Multisignature at Coinbase! – Bits & Pieces #2

In the future, I'll probably avoid writing about two topics so similar, two weeks in a row, but events worked out darn near perfect this time. Last week, I described how multisgnature Bitcoin addresses work and why they are so useful. Just two days later, Coinbase announced a new feature called Multisig Vault. You can now control your own keys when using Coinbase and the company has no ability to run off with your protected funds.

Why It Matters

This is huge. Until now, users have been forced to completely trust Coinbase with their money. While many did so (including myself), the practice is dangerous. You probably remember the MtGox debacle. Coinbase could have easily caused similar problems. In fact, the company could still steal funds, since many users are unwilling to put up the effort to actually create a multisig vault, but at least they have the option.

How It Works

Vaults can be created for multiple users, but most will be intended for an individual. In this case, three private keys are generated and transactions require two signatures. One key is given directly to you, one is held by Coinbase, and an encrypted version of the third is held by both parties. Only you know the password to decrypt the jointly held key, so theoretically, Coinbase should never be able to come up with two of the three keys to sign a transaction that you do not approve.

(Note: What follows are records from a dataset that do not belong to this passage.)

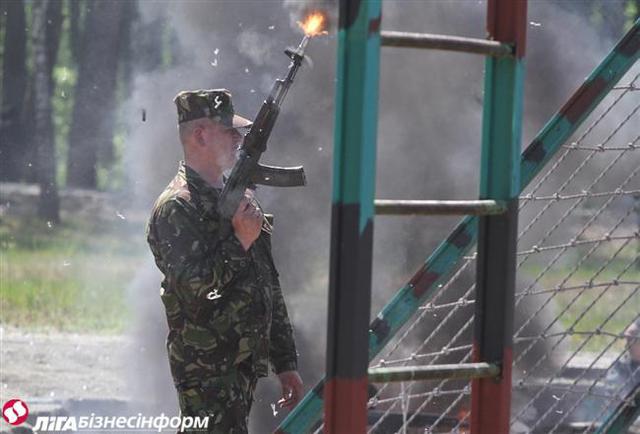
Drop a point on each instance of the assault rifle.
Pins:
(247, 171)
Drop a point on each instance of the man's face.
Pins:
(222, 143)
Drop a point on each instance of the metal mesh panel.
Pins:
(577, 290)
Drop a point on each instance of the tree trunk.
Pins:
(54, 27)
(14, 82)
(49, 208)
(74, 29)
(93, 111)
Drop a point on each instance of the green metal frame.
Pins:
(444, 260)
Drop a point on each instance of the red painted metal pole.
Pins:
(493, 328)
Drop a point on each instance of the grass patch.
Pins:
(72, 276)
(608, 309)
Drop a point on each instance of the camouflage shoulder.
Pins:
(175, 192)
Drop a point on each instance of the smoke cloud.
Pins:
(428, 141)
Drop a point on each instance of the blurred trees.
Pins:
(43, 138)
(93, 111)
(61, 88)
(14, 87)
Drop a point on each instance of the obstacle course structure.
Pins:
(576, 251)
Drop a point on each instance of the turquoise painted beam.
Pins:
(441, 264)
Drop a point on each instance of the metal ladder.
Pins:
(351, 341)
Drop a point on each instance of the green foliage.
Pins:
(591, 309)
(71, 276)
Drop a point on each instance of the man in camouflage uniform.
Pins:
(224, 305)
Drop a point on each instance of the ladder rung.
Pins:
(433, 372)
(445, 42)
(439, 207)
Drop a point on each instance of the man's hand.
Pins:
(292, 390)
(247, 221)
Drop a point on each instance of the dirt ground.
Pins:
(61, 365)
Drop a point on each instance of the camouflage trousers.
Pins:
(226, 400)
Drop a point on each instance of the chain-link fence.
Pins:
(577, 291)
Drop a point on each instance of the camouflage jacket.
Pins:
(223, 305)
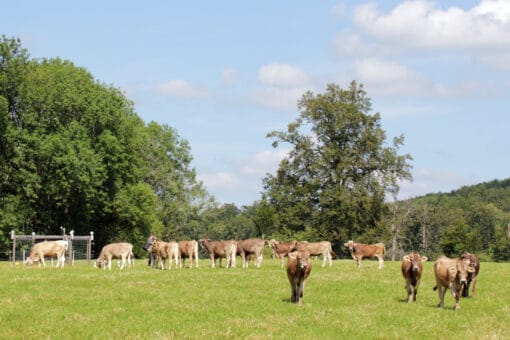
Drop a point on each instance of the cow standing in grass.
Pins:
(299, 267)
(47, 249)
(359, 251)
(220, 249)
(451, 274)
(121, 250)
(251, 247)
(411, 270)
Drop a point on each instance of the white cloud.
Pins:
(229, 76)
(421, 24)
(182, 88)
(265, 162)
(282, 75)
(221, 180)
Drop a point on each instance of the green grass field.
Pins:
(339, 302)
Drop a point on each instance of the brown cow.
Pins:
(161, 251)
(220, 249)
(188, 249)
(360, 251)
(299, 267)
(472, 261)
(451, 273)
(111, 251)
(47, 249)
(411, 269)
(281, 249)
(318, 248)
(252, 246)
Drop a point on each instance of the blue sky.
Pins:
(225, 73)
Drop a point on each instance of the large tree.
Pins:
(333, 183)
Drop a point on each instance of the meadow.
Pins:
(82, 302)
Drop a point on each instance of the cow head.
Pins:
(416, 260)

When you create a multisig vault, you will be asked to save your own key and the encrypted key. Because this is so important, Coinbase will ask you to reenter your own key later, ensuring that you really did back it up.

Most multisig transactions will use Coinbase's own key and the encrypted key to create the two needed signatures. Your own key should generally remain offline and unused, but what happens if Coinbase goes down for some reason? There's an open source tool for that. It enables you to decrypt the jointly held key, combine it with your own, backed up key, and sign transactions without any participation from Coinbase.

It's Not Perfect

One thing that I must say in closing is that this new feature is still far from ideal. Sure, it gets your coin out of Coinbase's reach, but that isn't enough. Your machine still has to be online to generate keys, create your password, etc. At least this is all done in your own browser (not on some server in the cloud), meaning the information should be safe from some attacks, but that still isn't enough. You could easily have a virus that locates your keys or reads them as they are created. Plus there's the matter of actually keeping your own keys safe over time, which can be difficult.

Bottom line: Multisig Vault is helpful and should be used in some circumstances, but there's no substitute for a fully offline wallet created by fully offline hardware. Those keys are friggin' hard to steal.